Grudgingly, the authors concede that even the paranoid may have enemies and that the Constitution kind of, sort of reflects a distrust of unchecked power.

But the U.S. constitutional order in general, and administrative law in particular, attend to other goals and risks as well, and do not take abuse-prevention on the part of the executive as the overriding goal or master principle. Executive abuses are not to be strictly minimized, either as a matter of original understanding or optimal institutional design. Instead, public law in effect trades off the risks of executive abuse against other goals and commitments, including the rationality of policymaking, democratic participation and political accountability, and the promotion of overall welfare – often by means of executive action from public officials, who sometimes display constitutionally legitimate “energy”. In the service of these goals, the Constitution and the administrative state attempt to channel and constrain rather than eliminate or minimize executive discretion. [Footnotes omitted]

Two things are instructive about this pablum. One is the authors’ vision of the Constitution as “analogous to the APA” and of both as a seamless web of “public law.” (Both, you see, are “a compromise, a balance among competing values and views.”) Really? The architects of the administrative state railed against our archaic, outmoded, formalistic Constitution ‘til administrative kingdom come. Evidently, they could have saved themselves the trouble: it’s all of one piece.
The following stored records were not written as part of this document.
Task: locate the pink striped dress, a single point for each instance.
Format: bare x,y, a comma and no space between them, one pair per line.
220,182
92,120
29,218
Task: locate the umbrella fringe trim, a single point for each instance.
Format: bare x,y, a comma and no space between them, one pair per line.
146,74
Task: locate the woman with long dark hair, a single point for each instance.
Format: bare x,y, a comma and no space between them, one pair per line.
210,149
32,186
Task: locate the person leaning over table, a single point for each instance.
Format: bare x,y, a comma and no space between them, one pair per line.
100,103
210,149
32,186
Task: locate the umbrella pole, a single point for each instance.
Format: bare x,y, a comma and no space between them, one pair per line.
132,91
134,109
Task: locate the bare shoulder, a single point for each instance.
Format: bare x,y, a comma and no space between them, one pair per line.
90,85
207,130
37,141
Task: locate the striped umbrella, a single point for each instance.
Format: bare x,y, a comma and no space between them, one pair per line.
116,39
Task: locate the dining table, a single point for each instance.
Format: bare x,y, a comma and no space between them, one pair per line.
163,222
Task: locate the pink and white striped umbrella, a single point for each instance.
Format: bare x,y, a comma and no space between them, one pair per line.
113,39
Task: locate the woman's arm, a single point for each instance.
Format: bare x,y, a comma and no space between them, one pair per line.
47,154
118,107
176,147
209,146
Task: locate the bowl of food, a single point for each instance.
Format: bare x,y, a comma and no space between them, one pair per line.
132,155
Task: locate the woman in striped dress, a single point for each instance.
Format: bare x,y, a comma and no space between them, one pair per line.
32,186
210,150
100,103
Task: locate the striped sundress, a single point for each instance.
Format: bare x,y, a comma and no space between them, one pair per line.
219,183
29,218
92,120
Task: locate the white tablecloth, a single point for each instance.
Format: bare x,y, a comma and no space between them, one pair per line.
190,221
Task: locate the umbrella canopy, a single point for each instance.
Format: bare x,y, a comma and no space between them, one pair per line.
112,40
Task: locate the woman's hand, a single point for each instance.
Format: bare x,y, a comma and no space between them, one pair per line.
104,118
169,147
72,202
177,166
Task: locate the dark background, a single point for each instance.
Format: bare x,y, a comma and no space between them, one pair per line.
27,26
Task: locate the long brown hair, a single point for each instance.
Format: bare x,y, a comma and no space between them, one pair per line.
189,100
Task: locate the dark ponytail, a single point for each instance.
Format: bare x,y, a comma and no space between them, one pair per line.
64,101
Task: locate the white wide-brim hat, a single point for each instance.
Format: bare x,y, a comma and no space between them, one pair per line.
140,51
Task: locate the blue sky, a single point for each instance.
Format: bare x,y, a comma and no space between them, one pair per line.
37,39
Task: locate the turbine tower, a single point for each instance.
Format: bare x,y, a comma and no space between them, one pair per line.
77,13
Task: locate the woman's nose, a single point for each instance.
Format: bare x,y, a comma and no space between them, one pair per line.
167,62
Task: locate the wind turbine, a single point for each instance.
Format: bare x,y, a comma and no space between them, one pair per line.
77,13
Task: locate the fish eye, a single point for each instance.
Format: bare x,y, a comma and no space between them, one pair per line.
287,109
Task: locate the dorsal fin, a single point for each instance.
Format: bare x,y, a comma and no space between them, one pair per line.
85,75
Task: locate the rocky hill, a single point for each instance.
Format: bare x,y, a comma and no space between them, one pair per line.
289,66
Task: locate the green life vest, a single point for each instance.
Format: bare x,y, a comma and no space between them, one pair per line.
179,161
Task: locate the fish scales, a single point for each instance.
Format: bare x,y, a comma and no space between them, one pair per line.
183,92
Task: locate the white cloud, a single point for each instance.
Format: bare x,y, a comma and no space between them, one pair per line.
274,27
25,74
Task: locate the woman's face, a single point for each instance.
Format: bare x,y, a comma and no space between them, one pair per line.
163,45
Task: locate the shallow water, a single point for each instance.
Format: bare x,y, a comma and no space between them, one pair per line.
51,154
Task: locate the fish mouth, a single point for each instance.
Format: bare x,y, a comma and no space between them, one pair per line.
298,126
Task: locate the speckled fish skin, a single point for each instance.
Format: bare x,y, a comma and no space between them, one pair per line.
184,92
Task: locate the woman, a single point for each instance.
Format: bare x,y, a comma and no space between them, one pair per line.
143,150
The other instructive feature of the Sunstein-Vermeule universe is the fanciful nature of their “balance.” I cheerfully grant Professor Vermeule that the optimal rate of executive abuse is not zero—just as the optimal rate of rape is not zero, and for the same reason (excessive costs of prevention). But the trade-off should give us something of value in return. What Sunstein and Vermeule put on offer is a menu of abstract “goals and commitments”—rational policy, democratic participation, accountability, overall welfare.

Never mind “goals”: in real life, the administrative state is a flaming disaster in all those dimensions. I’m prepared to argue that its performance would be enhanced by the “New Coke” prescriptions that Sunstein and Vermeule so strenuously resist. (Conversely, what they propose is the joint minimization of compatible goals.) Even if I’m wrong about that, much would be gained if the authors were to engage the Coke war with the administrative state we have—the one Cass Sunstein ran for four miserable years. That would be a debate worth having.